Condujo el barco por el canal de Oíd Hump y rodeó la isla Hermit. Stormhaven ya estaba a la vista, una brillante franja blanca y verde contra el azul del océano.

Bonterre, apoyada en la bovedilla, se arregló el pelo, que le caía por la espalda como una resplandeciente cascada negra.

—¿Qué se puede hacer en esta ciudad tan provinciana? —preguntó la joven.

—No mucho, en verdad.

—¿Nada de discotecas hasta la madrugada, entonces?
Merde
, ¿qué hace aquí una chica sola?

—Reconozco que es un problema difícil de resolver —replicó Hatch, resistiendo el impulso de responder a sus coquetas insinuaciones. No lo olvides, esta mujer sólo puede traer problemas, se dijo.
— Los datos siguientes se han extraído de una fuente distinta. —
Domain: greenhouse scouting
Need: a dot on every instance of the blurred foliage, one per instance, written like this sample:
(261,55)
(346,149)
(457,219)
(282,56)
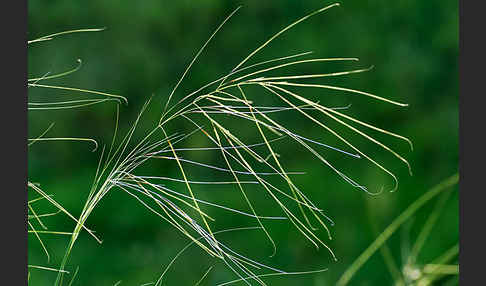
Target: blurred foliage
(413,46)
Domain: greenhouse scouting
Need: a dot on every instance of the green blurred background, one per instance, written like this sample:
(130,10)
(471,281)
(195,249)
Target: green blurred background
(413,46)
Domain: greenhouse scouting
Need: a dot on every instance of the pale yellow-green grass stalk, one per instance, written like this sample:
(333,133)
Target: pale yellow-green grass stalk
(207,109)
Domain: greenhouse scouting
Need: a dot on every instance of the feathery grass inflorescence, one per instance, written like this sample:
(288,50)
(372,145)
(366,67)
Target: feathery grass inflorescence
(208,109)
(35,190)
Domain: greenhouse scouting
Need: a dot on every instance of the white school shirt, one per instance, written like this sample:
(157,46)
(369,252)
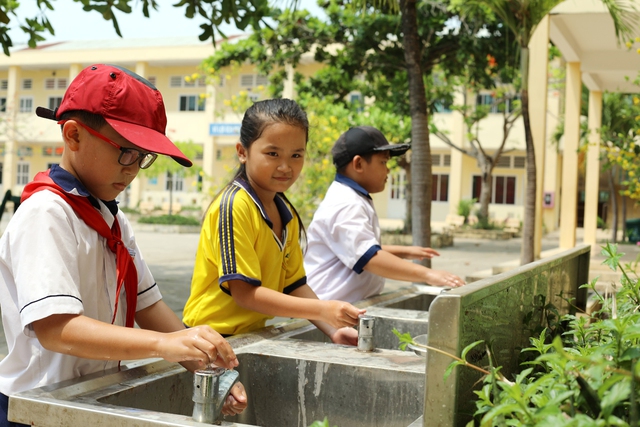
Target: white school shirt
(343,236)
(52,262)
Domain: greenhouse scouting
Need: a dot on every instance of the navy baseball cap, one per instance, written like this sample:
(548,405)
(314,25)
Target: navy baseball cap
(361,140)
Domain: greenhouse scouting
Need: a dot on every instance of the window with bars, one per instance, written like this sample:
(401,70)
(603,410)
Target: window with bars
(503,189)
(440,187)
(176,180)
(519,162)
(253,80)
(191,103)
(182,81)
(52,151)
(55,83)
(488,99)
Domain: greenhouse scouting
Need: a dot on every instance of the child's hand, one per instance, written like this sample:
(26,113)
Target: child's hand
(200,344)
(236,402)
(341,314)
(418,252)
(346,336)
(444,279)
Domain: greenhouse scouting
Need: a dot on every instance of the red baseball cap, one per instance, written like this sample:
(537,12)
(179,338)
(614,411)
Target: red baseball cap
(128,102)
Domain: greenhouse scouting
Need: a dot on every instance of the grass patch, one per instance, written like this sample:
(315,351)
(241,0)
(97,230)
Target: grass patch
(169,220)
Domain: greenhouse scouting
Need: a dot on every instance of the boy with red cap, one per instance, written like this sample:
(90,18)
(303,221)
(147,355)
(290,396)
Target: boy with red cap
(72,279)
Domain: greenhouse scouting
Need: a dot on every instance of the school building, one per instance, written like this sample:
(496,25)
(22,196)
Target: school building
(196,112)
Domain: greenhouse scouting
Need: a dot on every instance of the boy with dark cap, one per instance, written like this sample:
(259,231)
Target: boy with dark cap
(72,279)
(344,258)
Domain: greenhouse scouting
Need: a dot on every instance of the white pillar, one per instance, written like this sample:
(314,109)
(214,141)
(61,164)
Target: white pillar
(592,180)
(569,196)
(458,132)
(552,173)
(209,149)
(538,64)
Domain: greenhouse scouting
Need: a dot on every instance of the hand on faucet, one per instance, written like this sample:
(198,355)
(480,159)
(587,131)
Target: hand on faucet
(236,402)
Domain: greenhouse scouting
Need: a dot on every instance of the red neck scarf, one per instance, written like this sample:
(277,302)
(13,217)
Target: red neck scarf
(125,268)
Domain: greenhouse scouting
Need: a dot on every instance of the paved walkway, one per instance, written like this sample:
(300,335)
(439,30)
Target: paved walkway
(171,256)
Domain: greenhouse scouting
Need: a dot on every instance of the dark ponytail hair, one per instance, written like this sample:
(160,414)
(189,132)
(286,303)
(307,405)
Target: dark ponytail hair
(256,119)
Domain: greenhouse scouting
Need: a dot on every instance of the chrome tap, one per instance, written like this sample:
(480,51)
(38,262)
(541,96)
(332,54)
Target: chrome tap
(211,387)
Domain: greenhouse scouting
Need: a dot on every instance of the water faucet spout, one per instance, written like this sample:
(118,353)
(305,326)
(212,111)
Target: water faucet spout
(365,334)
(210,390)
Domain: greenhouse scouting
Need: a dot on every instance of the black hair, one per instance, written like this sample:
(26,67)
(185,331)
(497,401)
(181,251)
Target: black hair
(256,119)
(94,121)
(367,157)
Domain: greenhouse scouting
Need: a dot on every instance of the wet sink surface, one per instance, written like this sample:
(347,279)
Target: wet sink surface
(288,385)
(414,322)
(321,381)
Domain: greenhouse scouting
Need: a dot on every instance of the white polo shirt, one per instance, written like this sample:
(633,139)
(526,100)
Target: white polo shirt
(343,236)
(52,262)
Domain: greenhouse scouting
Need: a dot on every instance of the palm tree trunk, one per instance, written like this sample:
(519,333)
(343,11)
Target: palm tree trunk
(528,227)
(421,152)
(614,207)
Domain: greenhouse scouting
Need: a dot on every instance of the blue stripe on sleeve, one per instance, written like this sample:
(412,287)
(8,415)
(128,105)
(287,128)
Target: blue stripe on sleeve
(225,225)
(364,259)
(295,285)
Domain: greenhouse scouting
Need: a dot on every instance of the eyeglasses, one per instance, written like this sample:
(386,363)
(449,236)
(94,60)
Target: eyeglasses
(128,156)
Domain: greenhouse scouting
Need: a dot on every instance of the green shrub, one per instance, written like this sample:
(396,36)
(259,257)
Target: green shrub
(587,376)
(169,220)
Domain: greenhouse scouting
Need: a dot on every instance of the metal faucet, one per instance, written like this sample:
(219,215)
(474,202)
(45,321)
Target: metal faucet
(211,387)
(365,334)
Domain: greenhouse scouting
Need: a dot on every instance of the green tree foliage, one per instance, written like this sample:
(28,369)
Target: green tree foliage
(244,14)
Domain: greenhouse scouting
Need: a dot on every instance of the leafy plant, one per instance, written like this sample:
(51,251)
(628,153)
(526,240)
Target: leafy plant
(586,376)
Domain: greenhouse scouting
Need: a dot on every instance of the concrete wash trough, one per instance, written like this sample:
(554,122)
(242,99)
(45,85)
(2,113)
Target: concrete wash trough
(293,377)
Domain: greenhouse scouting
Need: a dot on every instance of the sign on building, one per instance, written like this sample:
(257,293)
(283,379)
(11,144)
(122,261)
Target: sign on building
(224,129)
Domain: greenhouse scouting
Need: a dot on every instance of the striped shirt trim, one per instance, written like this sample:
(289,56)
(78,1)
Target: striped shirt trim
(295,285)
(50,296)
(364,259)
(225,226)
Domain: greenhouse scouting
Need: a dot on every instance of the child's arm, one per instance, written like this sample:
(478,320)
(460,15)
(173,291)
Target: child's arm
(338,314)
(82,336)
(410,252)
(348,336)
(387,265)
(159,317)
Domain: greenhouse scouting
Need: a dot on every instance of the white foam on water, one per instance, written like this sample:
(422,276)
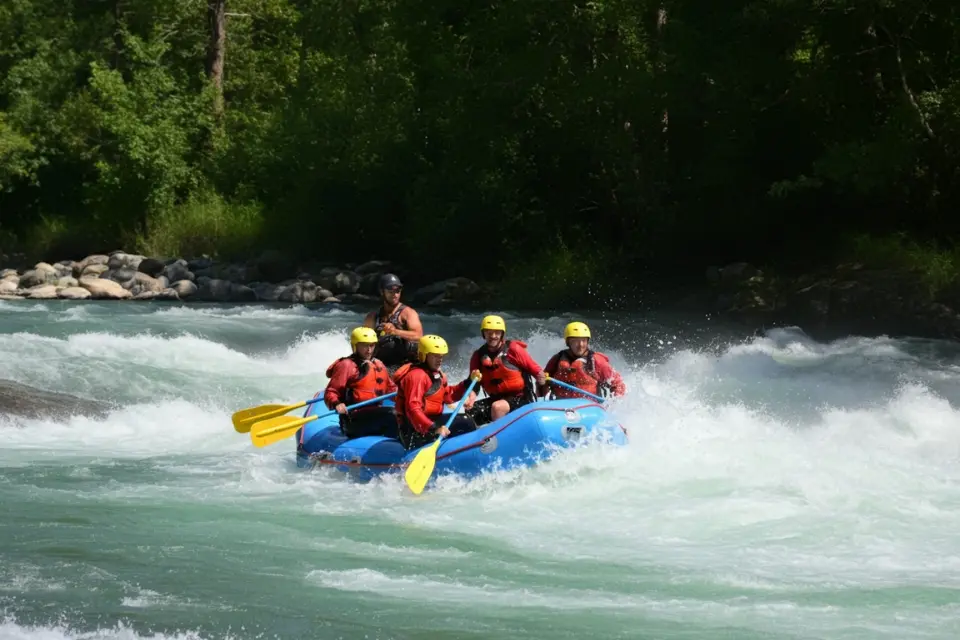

Ella lo miró con una sonrisa enigmática.

—Bueno, podría ir a cenar con el médico.

—¿Con el médico? —Hatch fingió sorprenderse—. Sí, imagino que al doctor Frazier le encantaría. Tiene sesenta años, pero se conserva muy bien.

—¡Eres un chico muy malo! ¡Yo me refería a este médico! —dijo, y lo golpeó juguetona en el pecho.

¿Por qué no?, pensó Hatch, no creo que por una cena me meta en líos.

—Sólo hay dos restaurantes, y en los dos sirven productos del mar, como era de esperar. Aunque en uno también hacen buenos bistecs.

—¿Bistecs? Eso es lo que yo quiero. Soy estrictamente carnívora. Las verduras son para los cerdos y los monos. En cuanto al pescado… —La joven simuló vomitar por la borda.

—Pensaba que eras del Caribe.

—Sí, y mi padre era pescador, y comíamos pescado todos los días del año. Salvo en Navidad, que nos daban chévre.

—¿Cabra? —preguntó Hatch.

—Sí. Me encanta la cabra. Asada en un agujero en la playa, durante ocho horas, y acompañada con cerveza hecha en casa.

—¡Delicioso! —rió Hatch—. Te hospedas en la ciudad, ¿no?

—Sí. Ya no quedaban habitaciones en ninguna parte, así que puse un cartel en la oficina de correos. Y la encargada lo vio y me ofreció una habitación.

—¿En su propia casa? ¿Estás viviendo con los Poundcooks?


Naturellement
.

—La administradora de correos y su marido. Son buena gente, muy tranquilos.

—Sí. Son tan silenciosos que a veces pienso que se han muerto.

Espera y verás lo que pasa si tratas de llevar un hombre a la casa, pensó Hatch. O si vuelves a casa después de las once.